Face à un besoin croissant de financement et un contexte monétaire tendu, le Cameroun a initié une tournée stratégique aux États-Unis et au Royaume-Uni pour séduire les investisseurs internationaux. Conduite par le ministre des Finances, cette opération visait à rassurer sur la solidité macroéconomique du pays et à présenter les opportunités d’investissement, notamment dans le cadre de son plan de financement durable.
Dans un contexte mondial marqué par un resserrement des politiques monétaires et une prudence accrue des investisseurs, le Cameroun cherche à diversifier ses sources de financement. C’est dans cette optique qu’une délégation conduite par le ministre des Finances, Louis Paul Motaze, a effectué du 17 au 18 mars 2025 une tournée aux États-Unis et au Royaume-Uni.
Présentée comme un « Non-Deal Roadshow », cette initiative visait à renforcer le dialogue avec les investisseurs et à mettre en avant les atouts économiques et financiers du Cameroun. Lors d’échanges avec des gestionnaires d’actifs de premier plan, les représentants camerounais ont insisté sur la croissance économique soutenue, la diversification du tissu économique et le cadre de financement durable aligné sur la Stratégie nationale de développement 2020-2030 (SND30).
Le ministre des Finances a ainsi mis en avant des indicateurs clés tels qu’un taux de croissance de 4,5 % avec une projection à 8 % d’ici 2027, un endettement modéré à moins de 45 % du PIB et un déficit budgétaire contenu sous la barre des 1 %.
Des investisseurs prudents mais intéressés
Malgré ces signaux encourageants, les investisseurs restent attentifs aux défis structurels auxquels le Cameroun doit faire face. Selon Louis Paul Motaze, les discussions ont soulevé plusieurs préoccupations, notamment la gestion des arriérés de la dette intérieure, la soutenabilité budgétaire et l’évolution du contexte politique à l’approche de la présidentielle de 2025.
Les investisseurs ont également exprimé leur attente d’une communication renforcée et d’une diversification des instruments financiers, notamment via les placements privés et les garanties partielles. Autant d’éléments qui traduisent un besoin de transparence accrue pour garantir la confiance des bailleurs internationaux. « Dans l’ensemble, cette tournée a permis de clarifier les attentes des investisseurs et de préparer la prochaine étape de notre stratégie d’accès aux marchés financiers », a souligné le ministre.
Un besoin pressant de financements
Pour 2025, le Cameroun prévoit de lever 1 130 milliards FCFA sur le marché régional de la dette publique.
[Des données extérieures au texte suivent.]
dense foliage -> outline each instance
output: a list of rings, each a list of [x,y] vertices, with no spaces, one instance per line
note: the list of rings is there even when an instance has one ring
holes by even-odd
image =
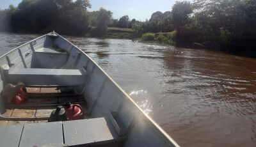
[[[170,11],[156,12],[143,22],[130,20],[127,15],[113,19],[112,12],[104,8],[90,12],[87,8],[90,6],[89,0],[23,0],[17,8],[10,5],[0,10],[0,31],[55,30],[62,34],[113,36],[123,33],[115,32],[118,31],[116,27],[132,28],[134,34],[125,31],[127,35],[124,36],[142,36],[180,45],[200,43],[210,49],[255,52],[255,0],[177,1]],[[109,31],[108,27],[114,29]]]
[[[164,15],[164,14],[166,15]],[[157,12],[149,20],[134,25],[139,35],[177,31],[177,45],[200,43],[210,49],[255,52],[255,0],[195,0],[176,2],[171,12]],[[159,36],[157,40],[162,40]]]

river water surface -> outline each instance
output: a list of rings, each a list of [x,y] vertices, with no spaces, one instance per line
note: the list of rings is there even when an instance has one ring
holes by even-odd
[[[0,33],[0,54],[39,35]],[[182,146],[256,146],[256,59],[65,36]]]

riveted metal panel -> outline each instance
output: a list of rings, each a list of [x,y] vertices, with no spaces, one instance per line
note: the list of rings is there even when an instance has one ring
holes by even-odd
[[[23,126],[0,126],[0,146],[18,146]]]
[[[19,145],[20,147],[63,146],[61,121],[25,125]]]

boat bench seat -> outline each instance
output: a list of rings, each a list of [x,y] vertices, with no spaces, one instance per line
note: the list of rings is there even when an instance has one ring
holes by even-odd
[[[12,84],[21,81],[25,85],[79,86],[86,80],[86,72],[78,69],[16,68],[6,70],[7,82]]]
[[[1,146],[122,146],[104,118],[0,127]]]

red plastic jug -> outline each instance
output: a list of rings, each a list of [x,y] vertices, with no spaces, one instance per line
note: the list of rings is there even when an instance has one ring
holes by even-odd
[[[83,108],[80,105],[66,102],[64,105],[64,109],[68,114],[68,120],[77,120],[83,118]]]

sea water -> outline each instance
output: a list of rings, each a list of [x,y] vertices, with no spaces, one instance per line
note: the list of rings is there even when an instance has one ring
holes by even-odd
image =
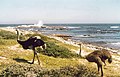
[[[104,47],[120,48],[120,24],[45,24],[46,26],[60,26],[63,29],[21,28],[24,30],[40,31],[46,35],[66,34],[72,36],[76,42],[96,44]],[[1,26],[1,25],[0,25]],[[2,25],[2,27],[18,25]]]

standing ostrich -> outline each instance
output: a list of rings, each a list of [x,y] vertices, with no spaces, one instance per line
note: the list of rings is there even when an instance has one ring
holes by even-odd
[[[17,31],[17,42],[22,45],[23,49],[32,49],[33,52],[34,52],[34,57],[33,57],[33,61],[31,64],[34,64],[34,59],[35,59],[35,55],[37,56],[37,59],[38,59],[38,63],[40,65],[40,61],[39,61],[39,58],[38,58],[38,55],[37,55],[37,52],[35,50],[35,47],[40,47],[42,46],[43,49],[46,49],[46,44],[43,40],[40,39],[40,37],[38,36],[33,36],[33,37],[30,37],[29,39],[23,41],[23,40],[20,40],[19,38],[19,31],[16,29]]]
[[[98,72],[99,69],[101,69],[101,77],[103,76],[103,69],[102,69],[102,62],[106,65],[105,60],[108,59],[108,62],[112,62],[112,56],[109,53],[108,50],[102,49],[102,50],[96,50],[86,56],[86,59],[89,62],[95,62],[98,67]]]

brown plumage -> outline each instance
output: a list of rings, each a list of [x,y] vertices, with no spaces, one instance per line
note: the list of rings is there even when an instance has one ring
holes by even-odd
[[[98,72],[99,69],[101,69],[101,76],[103,76],[103,63],[106,65],[105,60],[108,59],[108,62],[112,62],[112,56],[108,50],[102,49],[102,50],[96,50],[86,56],[86,59],[89,62],[95,62],[98,67]],[[102,63],[103,62],[103,63]]]
[[[38,59],[38,63],[40,65],[39,57],[37,55],[35,48],[42,46],[42,48],[45,50],[46,49],[45,42],[43,40],[41,40],[40,37],[38,38],[38,36],[30,37],[24,41],[20,40],[19,39],[19,31],[17,29],[16,29],[16,31],[17,31],[17,42],[23,47],[23,49],[32,49],[34,52],[34,57],[33,57],[33,61],[31,64],[34,63],[34,59],[35,59],[35,55],[36,55],[37,59]]]

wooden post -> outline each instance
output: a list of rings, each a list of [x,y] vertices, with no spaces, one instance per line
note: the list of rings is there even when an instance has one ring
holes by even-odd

Ce programme ambitieux comprend 750 milliards FCFA de Bons du Trésor Assimilables (BTA) et 380 milliards FCFA d’Obligations du Trésor Assimilables (OTA).
La répartition des émissions montre une prédominance des titres de court terme : 490 milliards FCFA sur des maturités de 26 semaines ; 175 milliards FCFA sur 52 semaines ; 15 milliards FCFA seulement sur des obligations à 10 ans.
L’essentiel de ces financements servira à rembourser les dettes arrivant à échéance, ne laissant que 380 milliards FCFA pour financer des projets structurants, notamment ceux liés à l’industrialisation et à l’import-substitution dans le cadre de la SND30.
Des conditions de financement moins favorables
Si la stratégie de mobilisation des ressources financières est bien engagée, elle se heurte toutefois à une conjoncture sous-régionale tendue. La Banque des États de l’Afrique Centrale (BEAC) a durci sa politique monétaire pour lutter contre l’inflation, ce qui a entraîné une hausse des taux d’intérêt sur les titres publics.
En octobre 2024, le taux moyen des BTA camerounais a grimpé à 6,9 %, un record en 12 ans, contre 5,8 % un an plus tôt. Cette pression sur le coût de l’endettement pourrait rendre plus difficile la mobilisation de ressources à des conditions avantageuses.
Face à ces défis, la confiance des investisseurs internationaux devient plus que jamais un levier stratégique. La récente tournée en Amérique et en Europe marque une étape clé pour le Cameroun, qui devra désormais renforcer la transparence de sa gestion financière et proposer des instruments plus attractifs pour sécuriser ses besoins en financement.